London, Feb 24 – A four-week investigation into serious malfunctions in the Iran Focus news site has revealed that the website was the victim of malicious cyber attacks from Tehran, the website’s co-director Javid Akbari said.

Following several spates of irregular service in Iran Focus, the technical department carried out a review of the site’s structural integrity and outside influences to discover possible cause of the disruption in service.

The source of the attacks was difficult to trace as they were occurring in irregular patterns and at times via interim platforms, but after lengthy investigations, it was discovered that several IPs were systematically carrying out DOS (Denial of Service) attacks on the site to disrupt services.

In less than two years, Iran Focus has established itself as a leading source of news and information on Iran and has become the Internet’s most popular English-language website on Iranian news.

“To its credit, Iran Focus has been able to provide reliable news on Iran on an uninterrupted basis and in an objective manner, even though it has never hidden its critical stance vis-à-vis the Islamic regime in Iran”, said Jeremy Hall, a Dubai-based financial affairs analyst who specialises on the Persian Gulf oil and gas industries.

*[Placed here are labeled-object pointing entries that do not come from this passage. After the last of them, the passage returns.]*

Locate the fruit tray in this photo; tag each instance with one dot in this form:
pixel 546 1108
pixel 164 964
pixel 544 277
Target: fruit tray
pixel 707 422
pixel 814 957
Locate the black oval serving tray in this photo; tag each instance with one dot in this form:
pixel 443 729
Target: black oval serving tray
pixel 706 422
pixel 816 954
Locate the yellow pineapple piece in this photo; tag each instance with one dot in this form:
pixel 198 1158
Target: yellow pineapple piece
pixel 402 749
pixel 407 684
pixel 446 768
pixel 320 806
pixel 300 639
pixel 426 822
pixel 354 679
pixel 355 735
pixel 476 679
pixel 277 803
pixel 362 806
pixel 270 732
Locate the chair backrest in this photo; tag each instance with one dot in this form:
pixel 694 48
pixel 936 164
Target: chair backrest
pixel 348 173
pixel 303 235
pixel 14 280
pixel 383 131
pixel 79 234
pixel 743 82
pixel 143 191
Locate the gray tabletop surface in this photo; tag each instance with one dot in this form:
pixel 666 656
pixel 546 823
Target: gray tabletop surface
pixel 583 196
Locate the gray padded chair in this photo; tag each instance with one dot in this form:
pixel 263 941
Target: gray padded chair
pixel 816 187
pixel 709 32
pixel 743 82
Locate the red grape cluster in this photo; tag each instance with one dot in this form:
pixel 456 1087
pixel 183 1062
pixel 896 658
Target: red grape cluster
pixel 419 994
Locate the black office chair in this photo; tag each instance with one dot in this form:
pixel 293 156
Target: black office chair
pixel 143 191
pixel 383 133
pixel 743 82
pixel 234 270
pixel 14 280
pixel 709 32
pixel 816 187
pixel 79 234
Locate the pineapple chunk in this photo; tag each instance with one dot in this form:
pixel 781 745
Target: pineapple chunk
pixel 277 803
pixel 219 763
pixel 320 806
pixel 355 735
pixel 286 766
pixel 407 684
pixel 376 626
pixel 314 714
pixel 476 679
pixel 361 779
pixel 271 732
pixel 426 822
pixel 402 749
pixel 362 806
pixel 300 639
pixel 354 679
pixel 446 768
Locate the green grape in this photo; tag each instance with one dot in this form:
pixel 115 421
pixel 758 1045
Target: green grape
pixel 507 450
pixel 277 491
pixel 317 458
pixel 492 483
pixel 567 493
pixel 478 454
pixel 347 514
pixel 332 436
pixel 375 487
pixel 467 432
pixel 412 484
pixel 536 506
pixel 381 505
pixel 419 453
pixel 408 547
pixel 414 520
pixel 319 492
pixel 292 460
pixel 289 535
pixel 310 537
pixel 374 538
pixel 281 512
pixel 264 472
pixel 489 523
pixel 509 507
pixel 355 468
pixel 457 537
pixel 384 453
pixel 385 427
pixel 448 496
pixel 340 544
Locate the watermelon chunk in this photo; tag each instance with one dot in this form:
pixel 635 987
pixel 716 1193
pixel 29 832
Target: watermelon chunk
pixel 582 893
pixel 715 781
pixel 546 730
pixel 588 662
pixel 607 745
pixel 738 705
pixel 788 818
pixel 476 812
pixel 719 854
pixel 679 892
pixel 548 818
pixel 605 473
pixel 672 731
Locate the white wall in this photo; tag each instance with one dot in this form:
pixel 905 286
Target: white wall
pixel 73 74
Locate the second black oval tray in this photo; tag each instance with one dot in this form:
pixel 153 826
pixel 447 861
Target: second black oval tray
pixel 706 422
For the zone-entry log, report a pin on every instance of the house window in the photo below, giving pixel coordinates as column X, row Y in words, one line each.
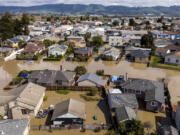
column 138, row 92
column 153, row 103
column 24, row 111
column 168, row 59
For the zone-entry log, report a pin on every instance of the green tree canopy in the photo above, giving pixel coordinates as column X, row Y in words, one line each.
column 147, row 41
column 80, row 70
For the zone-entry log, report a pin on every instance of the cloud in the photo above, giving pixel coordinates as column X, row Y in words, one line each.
column 104, row 2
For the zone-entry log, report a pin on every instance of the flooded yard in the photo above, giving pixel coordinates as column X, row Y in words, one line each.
column 92, row 108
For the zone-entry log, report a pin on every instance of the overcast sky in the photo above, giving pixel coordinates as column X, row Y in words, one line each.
column 104, row 2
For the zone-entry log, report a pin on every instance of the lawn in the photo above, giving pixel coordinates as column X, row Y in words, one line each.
column 92, row 108
column 65, row 92
column 151, row 117
column 159, row 62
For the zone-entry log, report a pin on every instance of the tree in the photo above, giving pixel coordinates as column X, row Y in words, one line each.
column 17, row 27
column 132, row 22
column 22, row 44
column 100, row 72
column 6, row 26
column 97, row 41
column 137, row 127
column 147, row 41
column 93, row 91
column 48, row 42
column 87, row 37
column 147, row 125
column 115, row 23
column 25, row 22
column 80, row 70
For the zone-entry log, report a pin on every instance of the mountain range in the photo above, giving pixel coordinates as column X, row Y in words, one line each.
column 79, row 9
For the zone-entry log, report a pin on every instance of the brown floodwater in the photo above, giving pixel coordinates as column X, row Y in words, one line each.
column 10, row 69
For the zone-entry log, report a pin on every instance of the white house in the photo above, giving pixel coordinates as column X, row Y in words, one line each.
column 115, row 41
column 173, row 58
column 57, row 50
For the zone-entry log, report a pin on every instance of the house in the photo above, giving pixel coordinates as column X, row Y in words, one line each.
column 152, row 92
column 111, row 54
column 173, row 58
column 14, row 127
column 5, row 51
column 57, row 50
column 23, row 101
column 125, row 114
column 84, row 51
column 52, row 78
column 161, row 52
column 177, row 116
column 91, row 80
column 13, row 42
column 139, row 56
column 167, row 130
column 118, row 100
column 116, row 41
column 77, row 41
column 33, row 48
column 68, row 112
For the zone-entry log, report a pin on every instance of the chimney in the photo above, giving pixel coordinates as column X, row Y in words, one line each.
column 126, row 77
column 61, row 68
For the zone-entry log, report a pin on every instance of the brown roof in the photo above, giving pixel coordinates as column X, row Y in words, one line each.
column 175, row 53
column 71, row 106
column 32, row 48
column 161, row 50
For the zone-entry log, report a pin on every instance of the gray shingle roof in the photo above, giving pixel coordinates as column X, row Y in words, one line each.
column 93, row 78
column 13, row 127
column 124, row 113
column 51, row 76
column 118, row 100
column 153, row 90
column 140, row 53
column 84, row 50
column 70, row 106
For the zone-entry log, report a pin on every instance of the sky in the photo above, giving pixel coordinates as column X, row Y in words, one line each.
column 131, row 3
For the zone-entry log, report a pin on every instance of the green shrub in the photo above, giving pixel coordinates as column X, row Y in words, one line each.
column 100, row 72
column 16, row 80
column 93, row 91
column 65, row 92
column 80, row 70
column 45, row 98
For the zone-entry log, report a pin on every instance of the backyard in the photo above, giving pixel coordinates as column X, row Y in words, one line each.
column 92, row 108
column 150, row 117
column 159, row 62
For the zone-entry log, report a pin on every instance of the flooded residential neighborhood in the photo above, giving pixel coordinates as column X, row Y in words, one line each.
column 89, row 70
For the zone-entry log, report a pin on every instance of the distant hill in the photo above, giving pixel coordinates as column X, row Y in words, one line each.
column 93, row 9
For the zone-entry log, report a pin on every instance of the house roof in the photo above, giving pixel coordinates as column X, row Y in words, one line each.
column 56, row 47
column 140, row 53
column 30, row 96
column 112, row 52
column 118, row 100
column 161, row 50
column 154, row 90
column 124, row 113
column 173, row 47
column 13, row 127
column 92, row 78
column 175, row 54
column 84, row 50
column 71, row 106
column 51, row 76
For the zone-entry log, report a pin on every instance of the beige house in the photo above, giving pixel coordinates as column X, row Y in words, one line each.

Iran Focus is routinely attacked by Iran’s state-owned media and websites, who variously describe it as a mouthpiece for opposition groups or hostile governments. But some analysts see Tehran’s cyber attacks on Iran Focus not only as a sign of how far the radical government is prepared to go to control information on Iran, but also as an indication of the Islamic theocracy’s vulnerability in this domain.

Exiled journalist Faramarz Sajedi said in a telephone interview from Istanbul that even though the attacks on Iran Focus fall into a well-established pattern, they mark a new level of “anti-Internet” activity by the Iranian regime.

“The clerical authorities in Tehran have never shied away from breaching international agreements to stop the free flow of information to Iranians living in Iran. They have jammed satellite broadcasts in the past and they have an established policy of filtering websites that they don’t want Iranians in Iran to see. But this would be one of the first incidents where Tehran is attacking a website whose readers are mostly outside Iran”, the journalist said.

“The success of Iran Focus must be unnerving some senior officials in the Iranian capital”, Sajedi added.

After pinpointing the IPs responsible for the assaults and analysing their sources, it was discovered that the physical whereabouts of the computers using the IPs were in Tehran. Attacks occurring via interim platforms were in effect being relayed from a master computer to loosely-configured dummy computers which would perform the tasks while at the same time cover their tracks.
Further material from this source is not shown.